Introduction: Brake linings and brake pads are among the asbestos-containing products that are readily available in Colombia. When sold separated from their support, brake linings require extensive manipulation involving several steps that include drilling, countersinking, riveting, bonding, cutting, beveling, and grinding. Without this manipulation, brake linings cannot be installed in a vehicle. The manipulation process may release asbestos fibers, which may expose brake mechanics to the fibers.

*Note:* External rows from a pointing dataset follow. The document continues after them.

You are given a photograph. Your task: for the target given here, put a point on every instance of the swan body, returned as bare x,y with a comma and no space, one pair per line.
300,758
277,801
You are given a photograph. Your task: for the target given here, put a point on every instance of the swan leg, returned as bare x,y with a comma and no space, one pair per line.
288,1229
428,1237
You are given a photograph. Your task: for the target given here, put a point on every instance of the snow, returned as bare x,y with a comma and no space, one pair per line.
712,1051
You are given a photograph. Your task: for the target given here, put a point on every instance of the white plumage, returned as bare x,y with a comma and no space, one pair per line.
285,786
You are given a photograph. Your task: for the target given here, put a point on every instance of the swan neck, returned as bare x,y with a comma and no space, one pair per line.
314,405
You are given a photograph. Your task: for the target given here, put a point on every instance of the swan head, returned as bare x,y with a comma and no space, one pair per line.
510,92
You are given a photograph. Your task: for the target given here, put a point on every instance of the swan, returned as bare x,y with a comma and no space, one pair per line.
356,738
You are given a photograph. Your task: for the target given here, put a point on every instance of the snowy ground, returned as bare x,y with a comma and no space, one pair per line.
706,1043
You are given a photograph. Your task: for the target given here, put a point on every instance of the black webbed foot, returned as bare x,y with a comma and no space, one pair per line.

Methods: Three brake repair shops located in Bogotá (Colombia) were sampled for 3 or 4 consecutive days using US National Institute for Occupational Safety and Health (NIOSH) methods 7400 and 7402. Standard procedures for quality control were followed during the sampling process, and asbestos samples were analyzed by an American Industrial Hygiene Association accredited laboratory. Personal samples were collected to assess full-shift and short-term exposures. Area samples were also collected close to the brake-lining manipulation equipment and within office facilities. Activities were documented during the sampling process.

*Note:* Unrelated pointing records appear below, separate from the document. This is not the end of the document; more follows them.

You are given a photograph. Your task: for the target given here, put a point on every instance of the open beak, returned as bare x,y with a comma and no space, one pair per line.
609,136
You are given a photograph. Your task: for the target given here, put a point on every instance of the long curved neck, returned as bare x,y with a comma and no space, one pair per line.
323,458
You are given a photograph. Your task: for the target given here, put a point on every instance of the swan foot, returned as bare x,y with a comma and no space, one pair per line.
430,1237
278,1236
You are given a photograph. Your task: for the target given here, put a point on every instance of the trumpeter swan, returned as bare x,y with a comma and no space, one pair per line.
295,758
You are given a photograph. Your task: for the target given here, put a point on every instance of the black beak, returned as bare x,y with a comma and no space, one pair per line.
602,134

Results: Using Phase Contrast Microscopy Equivalent counts to estimate air asbestos concentrations, all personal samples [i.e. 8-h time-weighted averages (TWAs) and 30-min personal samples] were in compliance with the US Occupational Safety and Health Administration standards. Personal asbestos concentrations based on transmission electron microscopy counts were extremely high, ranging from 0.006 to 3.493 f cm?3 for 8-h TWA and from 0.015 to 8.835 f cm?3 for 30-min samples. All asbestos fibers detected were chrysotile. Cleaning facilities and grinding linings resulted in the highest asbestos exposures based on transmission electron microscopy counts. There were also some samples that did not comply with the NIOSH’s recommended exposure limits.

Conclusion: The results indicate that the brake mechanics sampled are exposed to extremely high asbestos concentrations (i.e. based on transmission electron microscopy counts), suggesting that this occupational group could be at excess risk of asbestos-related diseases.